Remember the first time you learned the basics of bridging? Dig deep in your memory and think back to the basics. With helpful verification from my co-workers and Aaron Conaway (on Twitter as @aconaway), I verified that some “crazy” behavior I saw today on our network was, in fact, “normal,” albeit undesired.
I’ve been troubleshooting some very strange behaviors on our network lately. I suspect some (all?) of them have to do with our fairly old Cisco Catalyst 6500s with Sup2’s and Sup1a’s in our data center, as well as the dinosaur Catalyst 2948 access switches in our closets. There are times when our monitoring system throws alerts saying it can’t ping certain devices. But minutes later, things return to normal. (Don’t you just love intermittent problems?) One tool that any good network engineer will consider when dealing with such a problem is a packet capture product such as the ever-popular Wireshark.
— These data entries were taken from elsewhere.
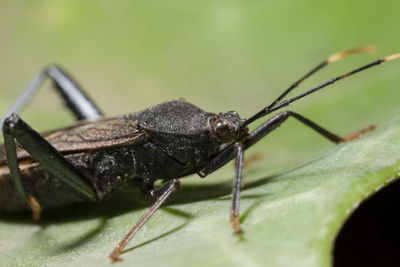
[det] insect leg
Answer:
[3,114,97,219]
[1,65,103,125]
[198,111,374,234]
[198,111,374,177]
[109,179,179,262]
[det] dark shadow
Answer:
[333,178,400,267]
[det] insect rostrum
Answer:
[0,46,400,261]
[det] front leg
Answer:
[0,65,103,129]
[109,179,180,262]
[3,114,97,220]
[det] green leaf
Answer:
[0,120,400,267]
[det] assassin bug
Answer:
[0,46,400,261]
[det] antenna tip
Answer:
[326,45,377,63]
[383,53,400,62]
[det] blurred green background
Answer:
[0,0,400,172]
[0,0,400,266]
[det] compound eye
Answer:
[215,121,230,139]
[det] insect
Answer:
[0,46,400,261]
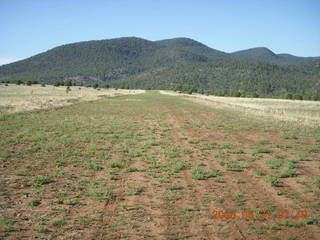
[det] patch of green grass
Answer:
[63,199,80,205]
[190,167,221,180]
[166,184,183,191]
[252,146,273,155]
[308,145,320,153]
[279,160,296,178]
[28,199,41,207]
[256,138,270,145]
[124,185,143,196]
[107,160,124,168]
[0,216,19,232]
[172,159,190,172]
[232,177,241,184]
[124,167,141,173]
[265,174,281,187]
[264,158,281,169]
[281,133,298,140]
[50,219,66,227]
[33,175,51,186]
[224,160,247,172]
[83,182,115,201]
[312,176,320,188]
[14,169,30,177]
[253,168,264,177]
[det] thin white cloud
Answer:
[0,58,21,66]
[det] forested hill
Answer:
[0,37,320,99]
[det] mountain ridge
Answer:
[0,37,320,99]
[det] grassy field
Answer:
[0,90,320,240]
[0,84,144,115]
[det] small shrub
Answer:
[265,158,281,169]
[51,219,65,227]
[108,161,123,168]
[256,138,269,145]
[252,147,273,155]
[279,161,296,178]
[28,199,41,207]
[124,186,143,196]
[34,176,51,186]
[265,174,280,187]
[166,184,183,191]
[63,199,80,205]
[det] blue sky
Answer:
[0,0,320,65]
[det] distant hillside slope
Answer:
[0,37,208,83]
[157,38,229,61]
[112,60,320,100]
[231,47,316,65]
[0,37,320,99]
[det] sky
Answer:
[0,0,320,65]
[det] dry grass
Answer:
[0,84,144,114]
[160,91,320,125]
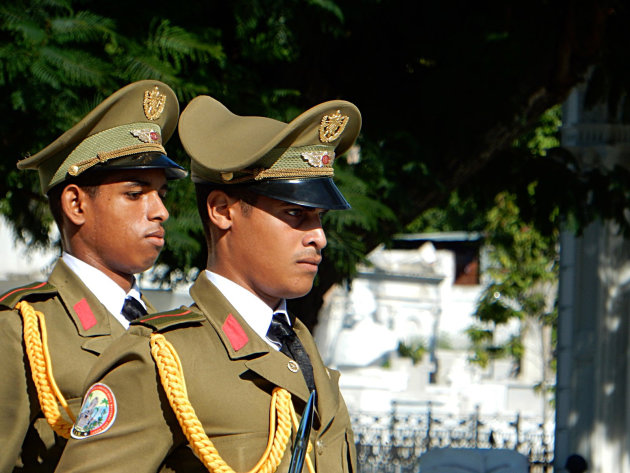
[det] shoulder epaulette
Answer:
[0,281,57,309]
[129,307,205,332]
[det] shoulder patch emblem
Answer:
[221,314,249,351]
[129,307,205,332]
[0,281,57,309]
[70,383,117,439]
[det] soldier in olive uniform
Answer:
[0,80,186,473]
[57,96,361,473]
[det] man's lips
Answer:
[146,228,165,245]
[298,256,322,266]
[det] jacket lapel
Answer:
[293,318,339,432]
[48,260,125,355]
[190,273,308,402]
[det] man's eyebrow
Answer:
[119,177,151,187]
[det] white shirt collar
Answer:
[206,269,291,350]
[61,251,146,328]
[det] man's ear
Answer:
[61,184,88,226]
[206,190,238,230]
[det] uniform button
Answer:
[315,440,324,455]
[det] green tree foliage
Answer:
[468,193,558,373]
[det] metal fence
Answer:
[351,403,554,473]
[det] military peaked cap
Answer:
[17,80,186,193]
[179,95,361,210]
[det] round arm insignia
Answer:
[70,383,116,439]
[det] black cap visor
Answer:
[85,153,188,180]
[247,177,350,210]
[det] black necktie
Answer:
[267,313,315,391]
[122,296,147,322]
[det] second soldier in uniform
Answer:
[58,96,361,473]
[0,81,186,473]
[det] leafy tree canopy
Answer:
[0,0,630,323]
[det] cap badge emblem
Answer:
[302,151,335,168]
[142,85,166,120]
[319,110,350,143]
[129,128,162,143]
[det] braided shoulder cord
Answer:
[15,301,75,438]
[151,333,314,473]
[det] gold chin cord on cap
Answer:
[68,144,166,177]
[15,301,75,439]
[151,333,315,473]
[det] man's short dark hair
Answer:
[47,173,105,232]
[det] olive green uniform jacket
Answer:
[0,260,155,473]
[57,273,357,473]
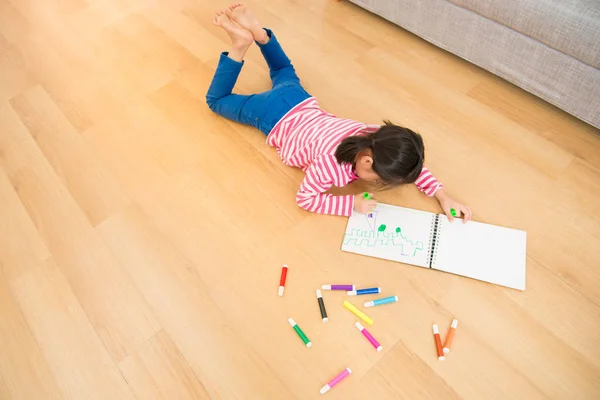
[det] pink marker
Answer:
[319,368,352,394]
[354,322,383,351]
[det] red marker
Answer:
[279,265,287,297]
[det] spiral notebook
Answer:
[342,203,527,290]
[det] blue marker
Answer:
[348,288,381,296]
[365,296,398,307]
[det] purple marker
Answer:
[321,285,356,291]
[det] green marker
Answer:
[288,318,312,347]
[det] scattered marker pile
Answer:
[278,265,458,394]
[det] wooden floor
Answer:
[0,0,600,400]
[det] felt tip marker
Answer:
[348,288,381,296]
[433,324,446,361]
[354,322,383,351]
[364,296,398,307]
[321,285,356,290]
[279,265,287,297]
[319,368,352,394]
[344,300,373,325]
[288,318,312,347]
[444,319,458,354]
[317,289,329,322]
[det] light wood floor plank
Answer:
[0,0,600,400]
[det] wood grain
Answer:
[0,0,600,400]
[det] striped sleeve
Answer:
[415,167,444,196]
[296,155,354,217]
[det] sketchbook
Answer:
[342,203,527,290]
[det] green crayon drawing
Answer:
[344,225,425,257]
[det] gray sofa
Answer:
[350,0,600,128]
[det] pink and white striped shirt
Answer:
[267,97,443,216]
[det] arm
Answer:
[415,166,444,197]
[415,167,472,222]
[296,155,354,217]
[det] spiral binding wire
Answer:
[427,214,440,268]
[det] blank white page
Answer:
[433,215,527,290]
[342,203,435,267]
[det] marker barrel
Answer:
[433,324,446,361]
[364,296,398,307]
[348,288,381,296]
[344,300,373,325]
[317,289,329,322]
[354,322,383,351]
[288,318,312,347]
[444,319,458,354]
[278,265,288,297]
[321,285,356,290]
[319,368,352,394]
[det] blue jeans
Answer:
[206,29,311,135]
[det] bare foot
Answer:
[226,3,269,44]
[213,11,254,62]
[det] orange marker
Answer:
[433,324,446,361]
[444,319,458,354]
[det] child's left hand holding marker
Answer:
[435,190,473,223]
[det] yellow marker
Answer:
[344,300,373,325]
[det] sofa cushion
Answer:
[447,0,600,68]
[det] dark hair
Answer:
[335,121,425,186]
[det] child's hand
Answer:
[354,193,377,214]
[435,190,473,223]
When I fired up Wireshark on my desktop computer, I had to filter through the muck to see what was going on. By “muck” I’m referring to the traffic I don’t care about, such as the traffic my box is generating, as well as broadcast and multicast. I slowly added more and more exceptions to my capture filter (see below) to narrow the scope of my capture.
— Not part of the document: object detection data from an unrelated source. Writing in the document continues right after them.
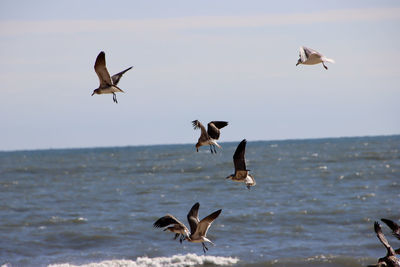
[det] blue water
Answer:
[0,136,400,266]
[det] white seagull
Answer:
[192,120,228,154]
[153,202,222,254]
[368,222,400,267]
[296,46,335,69]
[92,51,132,103]
[226,139,256,189]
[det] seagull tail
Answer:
[323,57,335,63]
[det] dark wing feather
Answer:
[194,210,222,237]
[233,139,247,171]
[153,214,183,228]
[381,218,400,240]
[187,202,200,234]
[207,121,228,140]
[111,67,133,85]
[94,51,112,87]
[374,222,395,256]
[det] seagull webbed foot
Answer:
[113,93,118,104]
[201,243,208,254]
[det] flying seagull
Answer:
[381,218,400,243]
[226,139,256,189]
[92,51,132,103]
[296,46,335,69]
[192,120,228,154]
[153,202,222,254]
[368,222,400,267]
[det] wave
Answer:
[49,254,239,267]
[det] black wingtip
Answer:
[374,221,381,233]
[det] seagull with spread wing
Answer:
[153,202,222,253]
[226,139,256,189]
[192,120,228,154]
[369,222,400,267]
[296,46,335,70]
[92,51,132,103]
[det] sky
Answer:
[0,0,400,151]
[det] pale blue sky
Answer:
[0,0,400,150]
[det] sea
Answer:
[0,135,400,267]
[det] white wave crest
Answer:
[49,254,239,267]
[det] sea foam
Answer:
[49,254,239,267]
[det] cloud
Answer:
[0,8,400,36]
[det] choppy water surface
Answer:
[0,136,400,266]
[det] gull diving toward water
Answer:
[153,202,222,254]
[192,120,228,154]
[368,222,400,267]
[92,51,132,103]
[226,139,256,189]
[296,46,335,69]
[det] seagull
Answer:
[368,222,400,267]
[192,120,228,154]
[226,139,256,189]
[153,214,190,244]
[381,218,400,254]
[296,46,335,70]
[92,51,132,103]
[153,202,222,254]
[381,218,400,243]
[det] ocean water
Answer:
[0,136,400,267]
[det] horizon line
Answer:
[0,134,400,153]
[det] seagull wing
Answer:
[111,67,133,85]
[207,121,228,140]
[153,214,186,228]
[300,46,322,62]
[193,210,222,237]
[233,139,247,172]
[94,51,112,87]
[187,202,200,234]
[374,222,395,256]
[381,218,400,240]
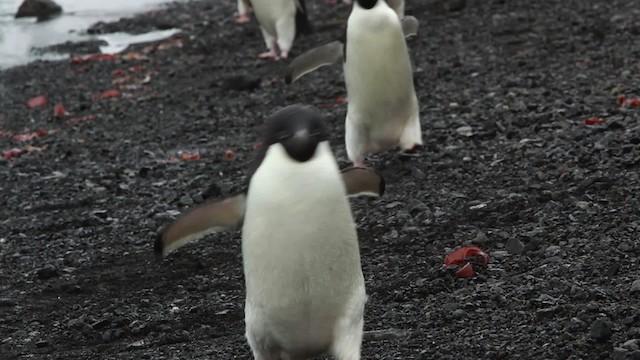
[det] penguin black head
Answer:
[358,0,378,10]
[262,104,329,162]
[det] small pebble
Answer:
[180,195,193,206]
[504,238,524,255]
[589,319,611,342]
[621,339,640,351]
[36,265,60,280]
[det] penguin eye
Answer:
[277,131,291,142]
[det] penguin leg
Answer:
[233,0,251,24]
[400,113,422,151]
[344,112,367,168]
[331,287,367,360]
[258,26,279,60]
[276,16,296,59]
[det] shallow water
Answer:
[0,0,178,69]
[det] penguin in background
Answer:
[155,105,384,360]
[248,0,313,60]
[285,0,423,167]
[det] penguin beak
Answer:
[282,129,318,162]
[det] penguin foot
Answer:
[233,13,251,24]
[353,160,367,169]
[258,50,280,60]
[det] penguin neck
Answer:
[357,0,379,10]
[249,141,344,204]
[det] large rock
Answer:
[16,0,62,21]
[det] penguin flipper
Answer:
[342,167,385,197]
[154,194,246,259]
[400,16,418,37]
[284,40,344,84]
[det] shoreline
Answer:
[0,0,640,360]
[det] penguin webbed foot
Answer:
[341,167,386,197]
[233,12,251,24]
[258,50,280,60]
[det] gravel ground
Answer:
[0,0,640,360]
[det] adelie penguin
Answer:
[155,105,384,360]
[285,0,422,167]
[250,0,313,60]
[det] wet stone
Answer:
[589,319,612,342]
My Wireshark Capture Filter: not host [my IP address] and not host [directed broadcast for my subnet] and not broadcast and not host 220.127.116.11 and not host 18.104.22.168 and not host 22.214.171.124 and not host 126.96.36.199 and not host 188.8.131.52 and not ether proto 0x0806 [for CDP] and not ether host 01:00:0c:cc:cc:cc [for HSRP] and not host 184.108.40.206 and not host 220.127.116.11 and not host 18.104.22.168 and not host 22.214.171.124 and not host 126.96.36.199 and not stp and not host 188.8.131.52 and not host 184.108.40.206
Once I filtered out enough to see more clearly, I noticed a TON of syslog (UDP 514) traffic destined for another host on my subnet. After scratching my head and consulting with co-workers, I started looking at the mac-address tables (or CAM tables). My upstream switch didn’t have a CAM table entry for the mac address of the syslog server. Neither did it’s upstream switch. In fact, the Cat 6500 directly connect to the syslog server didn’t have a CAM table entry for it.
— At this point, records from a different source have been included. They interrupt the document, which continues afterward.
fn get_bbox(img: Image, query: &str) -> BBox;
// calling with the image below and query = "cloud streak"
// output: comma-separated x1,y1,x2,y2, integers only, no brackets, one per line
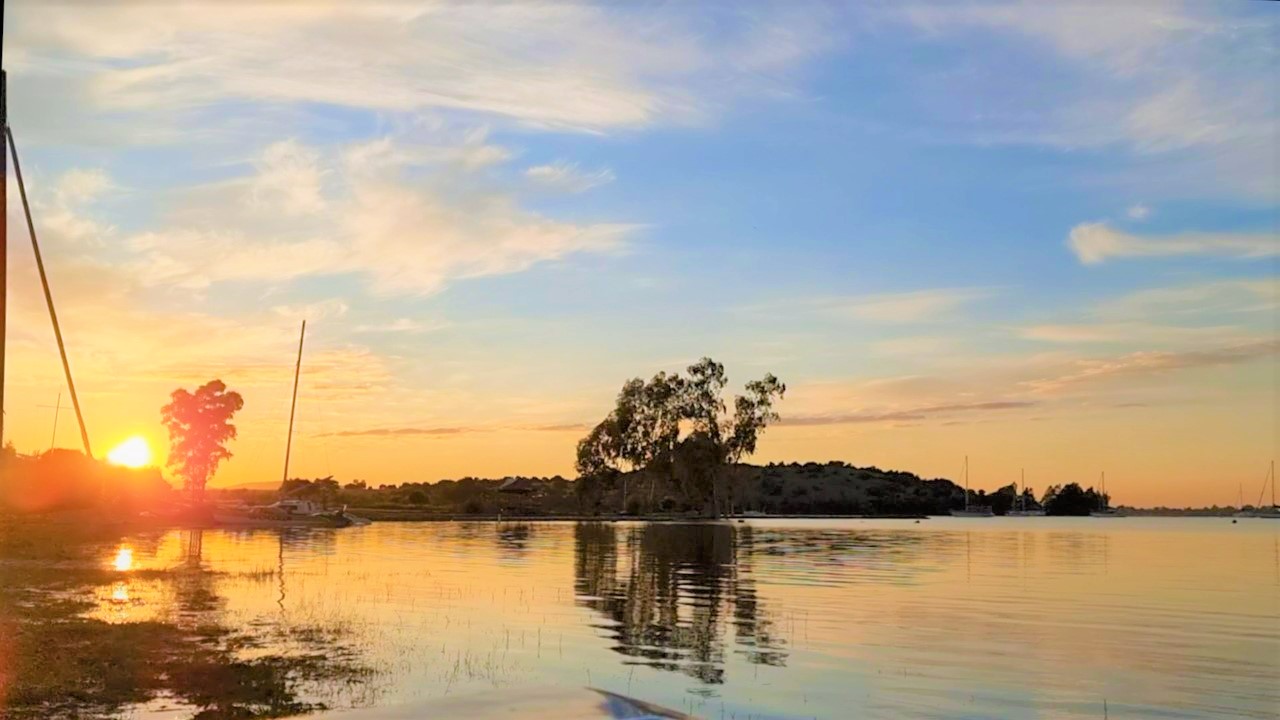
781,400,1037,427
1068,223,1280,265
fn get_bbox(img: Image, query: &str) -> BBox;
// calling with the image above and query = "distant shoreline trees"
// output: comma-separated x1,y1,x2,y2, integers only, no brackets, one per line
160,380,244,502
576,357,787,516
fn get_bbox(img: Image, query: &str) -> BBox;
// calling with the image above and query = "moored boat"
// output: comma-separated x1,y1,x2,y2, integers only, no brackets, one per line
951,455,995,518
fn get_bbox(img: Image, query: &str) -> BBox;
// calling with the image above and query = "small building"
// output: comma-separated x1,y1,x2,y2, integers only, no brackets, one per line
268,497,324,518
498,478,536,495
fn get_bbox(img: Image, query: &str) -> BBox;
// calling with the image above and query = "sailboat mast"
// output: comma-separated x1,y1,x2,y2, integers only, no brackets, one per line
280,320,307,484
0,3,9,448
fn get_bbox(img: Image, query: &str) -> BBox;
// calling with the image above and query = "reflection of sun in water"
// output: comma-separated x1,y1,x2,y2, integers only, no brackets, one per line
113,546,133,573
106,436,151,468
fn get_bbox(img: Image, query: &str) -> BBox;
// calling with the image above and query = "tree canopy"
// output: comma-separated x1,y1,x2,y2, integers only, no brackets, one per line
576,357,786,515
160,380,244,500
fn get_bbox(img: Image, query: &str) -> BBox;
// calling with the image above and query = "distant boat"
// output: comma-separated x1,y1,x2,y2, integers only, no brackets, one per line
1005,470,1044,518
215,320,370,528
1236,460,1280,520
951,455,995,518
1089,471,1120,518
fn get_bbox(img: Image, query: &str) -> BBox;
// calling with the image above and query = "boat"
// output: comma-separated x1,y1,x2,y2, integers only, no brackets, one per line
214,320,370,528
1089,471,1120,518
1005,470,1044,518
1236,460,1280,520
951,455,995,518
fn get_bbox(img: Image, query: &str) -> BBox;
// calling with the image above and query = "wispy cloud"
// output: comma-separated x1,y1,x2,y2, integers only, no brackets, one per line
525,160,614,192
1023,340,1280,395
824,288,993,324
120,138,635,295
887,1,1280,199
355,318,449,333
782,400,1037,427
1068,223,1280,265
316,423,590,437
6,0,827,135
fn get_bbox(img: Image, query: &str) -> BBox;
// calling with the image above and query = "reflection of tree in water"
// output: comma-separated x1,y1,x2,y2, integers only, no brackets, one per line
0,528,370,720
488,523,534,553
575,523,786,683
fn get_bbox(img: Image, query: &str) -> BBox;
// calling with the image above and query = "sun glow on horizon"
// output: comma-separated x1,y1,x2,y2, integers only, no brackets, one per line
106,436,151,468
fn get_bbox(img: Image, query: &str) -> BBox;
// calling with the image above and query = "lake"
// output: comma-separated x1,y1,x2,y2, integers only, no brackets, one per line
74,518,1280,719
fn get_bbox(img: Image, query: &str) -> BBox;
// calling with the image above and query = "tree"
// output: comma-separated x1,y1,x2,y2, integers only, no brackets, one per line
1044,483,1101,515
577,357,786,515
160,380,244,501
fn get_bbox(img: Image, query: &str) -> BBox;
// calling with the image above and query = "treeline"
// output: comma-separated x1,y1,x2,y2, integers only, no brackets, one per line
0,445,174,514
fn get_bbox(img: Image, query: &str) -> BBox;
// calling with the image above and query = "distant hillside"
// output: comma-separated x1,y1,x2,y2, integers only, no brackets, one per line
209,480,280,489
264,462,967,515
731,461,964,515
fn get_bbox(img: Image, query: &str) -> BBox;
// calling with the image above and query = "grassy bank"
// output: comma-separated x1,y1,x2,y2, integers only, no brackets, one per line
0,516,369,720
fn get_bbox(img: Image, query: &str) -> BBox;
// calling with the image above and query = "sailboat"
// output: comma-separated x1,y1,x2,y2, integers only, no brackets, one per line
1089,471,1120,518
218,320,369,528
1238,460,1280,520
1005,470,1044,518
951,455,993,518
1231,483,1249,518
Checking the timeouts for the CAM table on one of the CatOS switches gave us this:
CatOS-Switch> (enable) sh cam agingtime
VLAN 1 aging time = 300 sec
VLAN 2 aging time = 300 sec
VLAN 9 aging time = 300 sec
VLAN 17 aging time = 300 sec
VLAN 18 aging time = 300 sec
VLAN 20 aging time = 300 sec
VLAN 21 aging time = 300 sec
VLAN 25 aging time = 300 sec
Similarly, the Cat6500 running Native IOS showed this:
NativeIOS-Switch#sh mac-address-table aging-time
Vlan Aging Time
no vlan age other than global age configured
Apparently, this syslog server is so quiet, so stealthy, that it doesn’t transmit ANY traffic for more than 5 minutes (300 sec) at a time. After 5 minutes, the CAM table entries timeout, and all traffic destined for that server gets flooded to every port in the VLAN throughout our trunked network.
One way to prevent the flooding would be to put static CAM table entries in all the affected switches. Perhaps an easier solution is to configure the syslog server to generate some traffic at least every 5 minutes or less.
I’m not sure if the flooding is causing the other strange behaviors we’re seeing on our network, but this has been a good learning experience and reminder for me about the basics of Layer-2 networking.